Take me through how you and Busta met. Y’all been friends since y’all were 8?
We met in East Flatbush, New York. He had family on my block. I’ve been a big brother to him. I taught him how to fight. You know, like a big brother—even though I’m smaller. I’m a street dude that became a rapper. He shared his dream with me, so I value and appreciate him. I really just do whatever he needs me to do.
How has y’all’s relationship evolved over the years?
For one, we got older. I learned from him and other people I got to be around. I’m around some of the greats. Legends. I’m around Dr. Dre. I’m around Pharrell. I’m around Busta Rhymes. You know? You miss out if you’re not paying attention.
Was there a particular moment that moved you to give up the street life to focus on music? Was there a come to Jesus moment?
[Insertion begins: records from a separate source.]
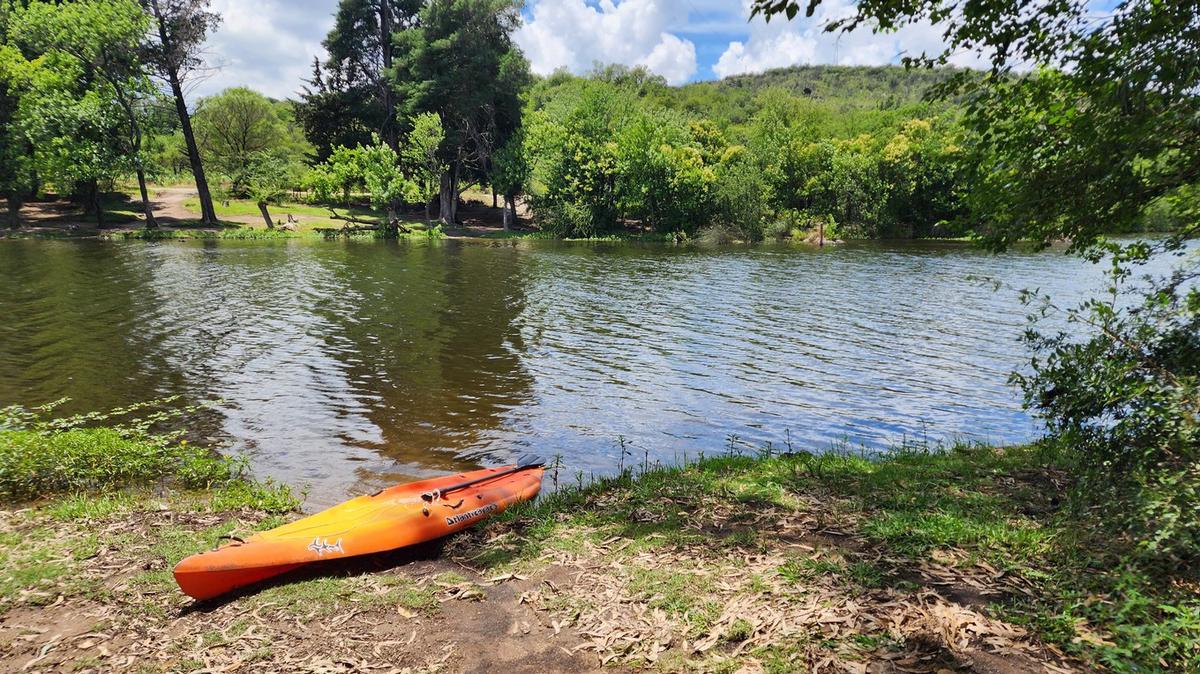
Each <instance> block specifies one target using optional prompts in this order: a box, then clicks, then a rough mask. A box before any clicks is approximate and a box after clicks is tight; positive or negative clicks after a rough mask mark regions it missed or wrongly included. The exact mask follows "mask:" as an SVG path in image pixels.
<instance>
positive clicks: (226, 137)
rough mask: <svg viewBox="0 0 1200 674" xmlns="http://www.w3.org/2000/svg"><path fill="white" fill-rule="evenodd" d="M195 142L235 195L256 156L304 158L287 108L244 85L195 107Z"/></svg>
mask: <svg viewBox="0 0 1200 674" xmlns="http://www.w3.org/2000/svg"><path fill="white" fill-rule="evenodd" d="M194 121H196V126H194V128H196V143H197V145H198V146H199V149H200V150H202V151H203V152H204V155H205V156H206V157H209V160H210V162H211V164H212V166H214V167H216V168H217V170H220V171H221V174H222V175H224V176H226V177H228V179H229V181H230V183H232V186H230V191H232V192H233V193H234V194H238V195H244V194H245V193H246V180H247V177H248V175H250V168H251V164H252V163H253V157H254V156H256V154H258V152H274V154H281V155H290V156H293V157H295V158H299V157H300V156H302V155H304V154H305V148H306V145H305V142H304V138H302V137H301V134H300V132H299V130H298V128H295V127H294V126H293V125H292V124H290V122H292V115H290V110H289V108H288V104H287V103H282V104H280V103H274V102H272V101H271V100H270V98H268V97H266V96H263V95H262V94H258V92H257V91H252V90H250V89H246V88H244V86H236V88H232V89H226V90H224V91H222V92H221V94H217V95H216V96H211V97H209V98H203V100H200V102H199V103H198V104H197V107H196V115H194Z"/></svg>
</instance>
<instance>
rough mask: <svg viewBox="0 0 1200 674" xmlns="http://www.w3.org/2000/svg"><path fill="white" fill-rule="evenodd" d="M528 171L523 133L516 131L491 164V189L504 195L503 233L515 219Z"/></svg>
mask: <svg viewBox="0 0 1200 674" xmlns="http://www.w3.org/2000/svg"><path fill="white" fill-rule="evenodd" d="M530 170H532V167H530V166H529V156H528V152H527V148H526V138H524V132H523V131H522V130H517V132H516V133H515V134H512V137H511V138H509V142H508V143H505V144H504V145H503V146H502V148H500V149H499V151H498V152H497V154H496V157H494V160H493V162H492V188H493V189H496V191H497V192H499V193H500V194H503V195H504V216H503V222H504V229H505V231H506V230H509V229H511V228H512V223H514V222H516V219H517V194H520V193H521V192H523V191H524V188H526V183H527V182H528V181H529V174H530Z"/></svg>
Jesus was always in my life. He guided me. This body got 12 bullet holes, seven stab wounds, and I’m still sitting here talking to you.
You’ve had some health problems, too. Pneumonia, battling cancer, open heart surgery, a bout with Covid. You’re a fighter. I spoke with [president of Conglomerate Entertainment] Shaheem Reid and he called you the Black Wolverine.
Ha! God bless. I slap-boxed with the reaper a million times and beat his ass. Every time he wants me to go down, I say hell nah.
What were the experiences like for you fighting off these different illnesses?
Wake-up call! Lessons. I had to make a change. You can’t do the same thing expecting the same results. It’s a sad situation, but f--k it. I got God in my life, b. I’m not mad at nothing.
How does a Drink Champs hangover feel?
I guess bad. N.O.R.E. cannot get me to drink s--t! I’m a chronic baby. I’ll smoke N.O.R.E. under the table and talk about whatever. Noreaga was the first one out of my circle to put me on, give me a check.
You’ve got a new record, “Live Life,” that’s dope as hell. It’s breezy, celebratory. Was it inspired by your battles with health?
I took that Lou Rawls sample and freaked it! Lou Rawls was Black excellence. We’re losing a lot of people. Black people are going to jail for murder at a young age. Let’s enjoy life. Too much of us is dying. The sad part is it’s happening to us. We’re doing it too much.
Is it the end of the world? Are Busta’s prophecies correct?
I don’t know. A lot of s--t be happening.